No livro O lulismo em crise, procurou-se sustentar a ideia de que a congênere brasileira da Operação Mãos Limpas, que varreu a Itália nos anos 1990, deveria ser encarada como simultaneamente facciosa e republicana.[4] Não haveria espaço aqui para reproduzir os argumentos que levaram à conclusão de que, embora as descobertas de desvios bilionários revelassem um sistema de financiamento eleitoral em vigor desde 1945, do qual participaram os principais partidos dos últimos 70 anos, as investigações sediadas em Curitiba focaram, sobretudo, no Partido dos Trabalhadores (PT) e no ex-presidente Luiz Inácio Lula da Silva. Em consequência, o fio verde-amarelo que ligava os acontecimentos do mensalão, de 2005, aos do petrolão, de 2014, passando pelas manifestações de junho de 2013, remetia ao caráter parcial e seletivo das ações anticorrupção. Por consequência, em todos os estágios da via crucis lulista, que desembocou em avenidas coalhadas de camisetas da seleção canarinho, pedindo a criminalização do partido que governara o Brasil desde 2003, pairava a sombra da interrupção do processo democrático.

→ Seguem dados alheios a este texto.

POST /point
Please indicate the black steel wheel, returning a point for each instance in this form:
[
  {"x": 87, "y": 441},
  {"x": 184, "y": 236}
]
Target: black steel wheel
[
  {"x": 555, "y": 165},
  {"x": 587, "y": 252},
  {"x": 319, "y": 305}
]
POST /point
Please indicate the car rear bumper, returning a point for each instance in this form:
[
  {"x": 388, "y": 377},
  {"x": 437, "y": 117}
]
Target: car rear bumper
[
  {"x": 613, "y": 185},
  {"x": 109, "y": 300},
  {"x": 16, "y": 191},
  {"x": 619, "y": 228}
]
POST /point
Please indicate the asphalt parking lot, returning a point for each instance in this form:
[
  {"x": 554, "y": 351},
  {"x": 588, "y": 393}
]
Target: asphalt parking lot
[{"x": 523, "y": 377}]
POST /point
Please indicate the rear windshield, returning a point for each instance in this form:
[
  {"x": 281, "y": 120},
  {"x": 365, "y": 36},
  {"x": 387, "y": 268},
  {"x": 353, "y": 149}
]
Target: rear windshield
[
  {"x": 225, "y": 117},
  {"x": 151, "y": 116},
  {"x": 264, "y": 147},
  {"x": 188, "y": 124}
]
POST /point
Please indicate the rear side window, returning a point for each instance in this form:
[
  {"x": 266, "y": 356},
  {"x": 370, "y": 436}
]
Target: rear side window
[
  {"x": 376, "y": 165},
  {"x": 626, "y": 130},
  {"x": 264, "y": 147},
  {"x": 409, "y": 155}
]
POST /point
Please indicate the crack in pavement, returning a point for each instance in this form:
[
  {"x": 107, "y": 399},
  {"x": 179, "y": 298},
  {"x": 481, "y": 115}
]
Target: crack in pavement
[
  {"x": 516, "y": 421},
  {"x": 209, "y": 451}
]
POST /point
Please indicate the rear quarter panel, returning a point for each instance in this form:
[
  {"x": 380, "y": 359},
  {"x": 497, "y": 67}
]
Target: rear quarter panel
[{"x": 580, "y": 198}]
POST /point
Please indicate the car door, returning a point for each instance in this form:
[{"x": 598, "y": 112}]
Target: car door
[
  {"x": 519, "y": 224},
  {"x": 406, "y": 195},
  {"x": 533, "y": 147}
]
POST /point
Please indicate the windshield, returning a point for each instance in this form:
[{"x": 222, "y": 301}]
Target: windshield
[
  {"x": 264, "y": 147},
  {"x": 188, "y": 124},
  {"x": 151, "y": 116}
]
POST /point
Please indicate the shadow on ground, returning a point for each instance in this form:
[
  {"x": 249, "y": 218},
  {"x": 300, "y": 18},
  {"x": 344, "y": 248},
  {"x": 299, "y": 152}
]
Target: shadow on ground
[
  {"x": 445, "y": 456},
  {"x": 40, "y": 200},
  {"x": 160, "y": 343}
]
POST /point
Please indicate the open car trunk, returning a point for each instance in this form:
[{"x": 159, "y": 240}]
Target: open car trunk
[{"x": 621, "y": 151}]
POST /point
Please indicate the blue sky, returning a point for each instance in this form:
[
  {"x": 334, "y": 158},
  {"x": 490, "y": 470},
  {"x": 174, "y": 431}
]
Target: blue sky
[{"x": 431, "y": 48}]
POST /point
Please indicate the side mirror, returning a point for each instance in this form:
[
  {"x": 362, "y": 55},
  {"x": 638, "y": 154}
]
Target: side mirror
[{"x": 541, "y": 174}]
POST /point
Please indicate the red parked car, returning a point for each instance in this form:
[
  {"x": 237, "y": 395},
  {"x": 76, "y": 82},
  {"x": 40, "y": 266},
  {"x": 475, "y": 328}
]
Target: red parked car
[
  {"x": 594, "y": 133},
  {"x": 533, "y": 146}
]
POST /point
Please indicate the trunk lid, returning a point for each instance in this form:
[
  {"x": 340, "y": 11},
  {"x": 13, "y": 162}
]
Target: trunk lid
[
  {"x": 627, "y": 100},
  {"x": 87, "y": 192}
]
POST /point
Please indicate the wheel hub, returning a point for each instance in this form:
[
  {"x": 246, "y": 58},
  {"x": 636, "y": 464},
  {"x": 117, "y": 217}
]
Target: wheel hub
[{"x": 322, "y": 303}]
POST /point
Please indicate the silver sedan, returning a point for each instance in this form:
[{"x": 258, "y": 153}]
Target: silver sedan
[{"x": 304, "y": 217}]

À primeira vista, foi justamente o tema da corrupção que impediu as tentativas de unidade democrática desde 2015 até a vitória de Jair Bolsonaro em outubro de 2018. O fato é que a tecnologia de formação de frentes mostrou-se insuficiente e, por mais apelos que fossem feitos, ela não se realizou. No lugar de debates em torno de pontos mais ou menos comuns, que constituiriam um programa mínimo, surgiu a exigência da “autocrítica”, uma espécie de senha para autorizar conversas de alto nível, que nunca ocorreram. Mesmo dentro da esquerda, no processo que acabou por desaguar no impeachment de 2016, criaram-se não uma, mas duas frentes: a Brasil Popular e a Povo sem Medo. A despeito de, em diversas ocasiões, trabalharem juntas, a mera existência de duas organizações pretensamente unitárias mostrava a dificuldade de unificação no âmbito da própria esquerda, quem diria, na relação com setores liberais.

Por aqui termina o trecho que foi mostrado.